Ele afirmou ainda que as ideias dominantes em qualquer época são sempre as de
quem domina a vida material e, portanto, a vida intelectual.
Marx
desenvolveu a concepção de que ideologia é a inversão da realidade, no sentido
de reflexo, como uma câmara fotográfica, em que a imagem aparece “invertida”.

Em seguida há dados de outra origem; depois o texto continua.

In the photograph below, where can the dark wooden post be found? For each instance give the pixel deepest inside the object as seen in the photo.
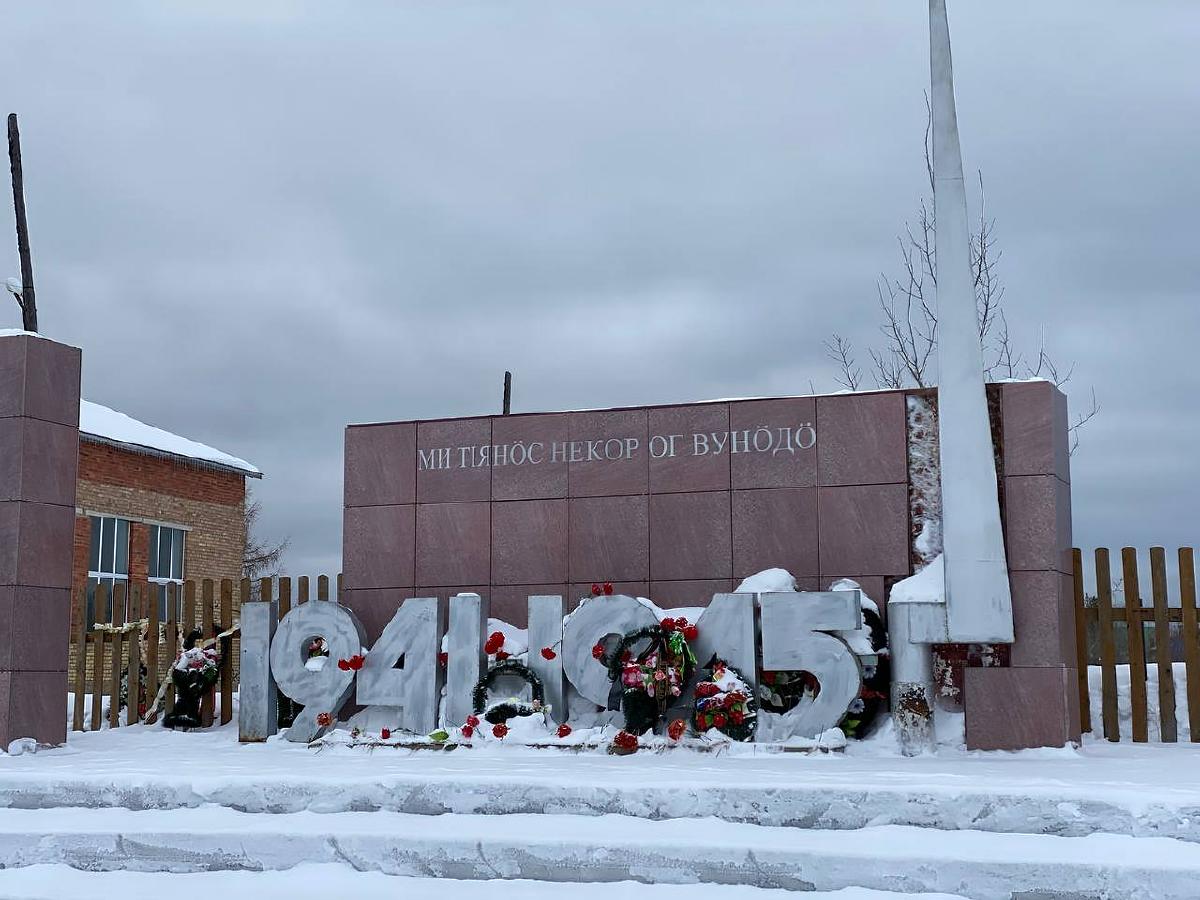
(25, 298)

Contrapondo-se a muitos autores que acreditavam que as ideias transformavam e
definiam a realidade, Marx afirmava que a existência social condicionava a
consciência dos indivíduos sobre a situação em que viviam. Assim, para Marx, as
ideologias não são meras ilusões e aparências – e muito menos fundamento da
história - , mas são uma realidade objetiva e atuante.
No
mesmo livro de Marx, pode-se encontrar a explicação de que a ideologia é
resultante da divisão entre trabalho manual e o intelectual. O trabalho
intelectual esteve nas mãos da classe dominante e, assim a medida que pôde
“emancipar-se” da realidade concreta em que foi produzido e se transformar em
teoria pura, pôde também transformar-se em teoria geral para todas as
sociedades, sem levar em conta a história de cada uma delas. Essa emancipação
das ideias é muito bem exemplificada por Marx. Ele se refere a um indivíduo que
afirmava que os homens só se afogavam porque estavam possuídos pela ideia de gravidade. Se abandonassem essa
ideia, estariam livres de qualquer afogamento. Marx não diz se esse homem foi
bem sucedido na luta contra a ilusão de gravidade nem se tentou testar sua
teoria.
Emile
Durkheim, ao discutir a questão da objetividade cientifica em seu livro As regras do método sociológico (1895),
afirma que, para ser o mais preciso possível, o cientista deve deixar de lado
todas as pré-noções, as noções
vulgares, as ideias antigas e pré-científicas e as ideias subjetivas. São essas
ideias que ele entende por ideologia, ou seja, o contrário de ciência.
Karl
Mannheim (1893-1947) talvez o sociólogo depois de Marx que mais tenha
influenciado a discussão sobre ideologia. No livro Ideologia e utopia (1929), ele conceitua duas formas de ideologia:
a particular e a total. A particular corresponde à ocultação da realidade,
incluindo mentiras conscientes e ocultamentos subconscientes e inconscientes, que
provocam enganos ou mesmo auto enganos. A ideologia total é a visão de mundo
(cosmovisão) de uma classe social ou de uma época. Nesse caso, não há
ocultamento ou engano, apenas a reprodução das ideias próprias de uma classe ou
ideias gerais que permeiam toda sociedade.
Para
Mannheim, as ideologias são sempre conservadoras, pois expressam o pensamento
das classes dominantes, que visam à estabilização da ordem. Em contraposição,
ele chama de utopia o que pensam as
classes oprimidas, que buscam a transformação.
Depois
de Mannheim, muitos outros pensadores estudaram e utilizaram o conceito de
Ideologia, mas todos eles tiveram como referência os autores que citamos.